Before I finish the essay, there are only a few important questions that I would like to raise. What happened in the Soviet Union on the eve of its dismantling in 1991 and the following years preceding the new millennium, is one big, gruesome tragedy whose scale approaches the horrors, a smaller country like India endured during its partition in 1947. But why wasn’t this story not documented enough and not given due attention by journalists and the so-called free press that the Western part of the world is so proud of?

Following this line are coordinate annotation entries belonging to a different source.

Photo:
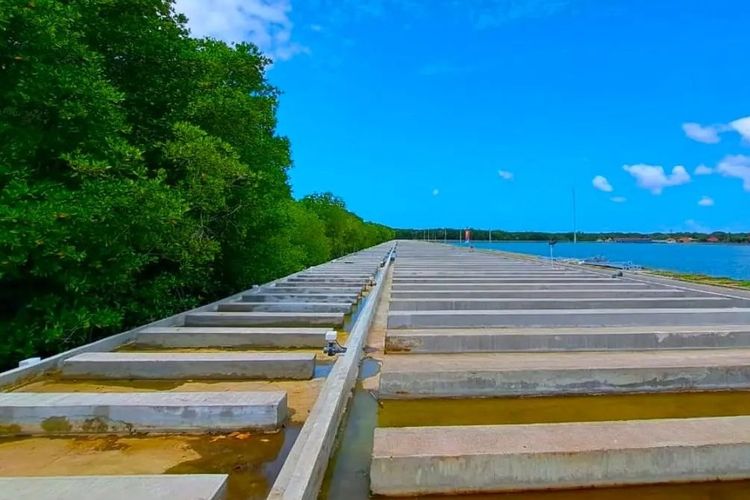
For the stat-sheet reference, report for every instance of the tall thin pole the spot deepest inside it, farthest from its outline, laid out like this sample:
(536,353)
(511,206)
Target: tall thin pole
(575,231)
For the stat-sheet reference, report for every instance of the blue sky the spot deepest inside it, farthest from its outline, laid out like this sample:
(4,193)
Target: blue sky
(489,113)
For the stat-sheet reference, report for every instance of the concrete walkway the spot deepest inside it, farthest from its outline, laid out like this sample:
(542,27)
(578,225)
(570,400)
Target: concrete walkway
(466,324)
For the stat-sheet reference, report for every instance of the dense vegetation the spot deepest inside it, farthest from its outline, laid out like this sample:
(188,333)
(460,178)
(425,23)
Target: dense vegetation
(141,174)
(499,235)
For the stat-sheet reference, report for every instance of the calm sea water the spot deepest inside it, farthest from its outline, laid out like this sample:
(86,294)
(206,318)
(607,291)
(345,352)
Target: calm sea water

If I accuse them of being ‘intentionally blind’ to these horrors and attribute this to their biases that are rooted in the free-market ideology whose failures could no longer be hidden in the erstwhile Soviet Union, will they have anything to give me in reply? When the West was supporting the new President of Russia, the corrupt Boris Yeltsin with trillions of dollars to manipulate public opinion and elections in 1995 that were going in favour of the Communist Party, what were the Western newsmakers, the self-appointed custodians of democracy and universal freedom busying themselves with?

Russians who were born in the capitalist era of Russia and had no personal experiences of living under a socialist regime, according to the logic of the West, must be finding it easier to adopt themselves to a supposedly, merit-based, free-market system that gives opportunities for everyone to grow. But why are thousands of them wearing T-shirts with Stalin’s faces on them, attending meetings that discuss Marxism and Soviet life and deeply wish for a return to the socialist system? When ethnic conflicts such as the Chechenyan crisis and the Azerbaijan-Armenian issue come to the surface as they do today, doesn’t the West know very well that these issues had no place to exist when the Soviet Union was in place? Why don’t they have the guts to mention it even once when they are writing pages and pages about these issues today? Forget me. I am a Marxist sympathizer and all I say could be interpreted only as socialist propaganda. What answers do they have when one modern Russian born and brought up under the Yeltsin-Putin era, asks his father in Svetlana’s book, “You were poor when you were under the socialist system, I understand. But why didn’t you get rich post-1991 when it was so easy?”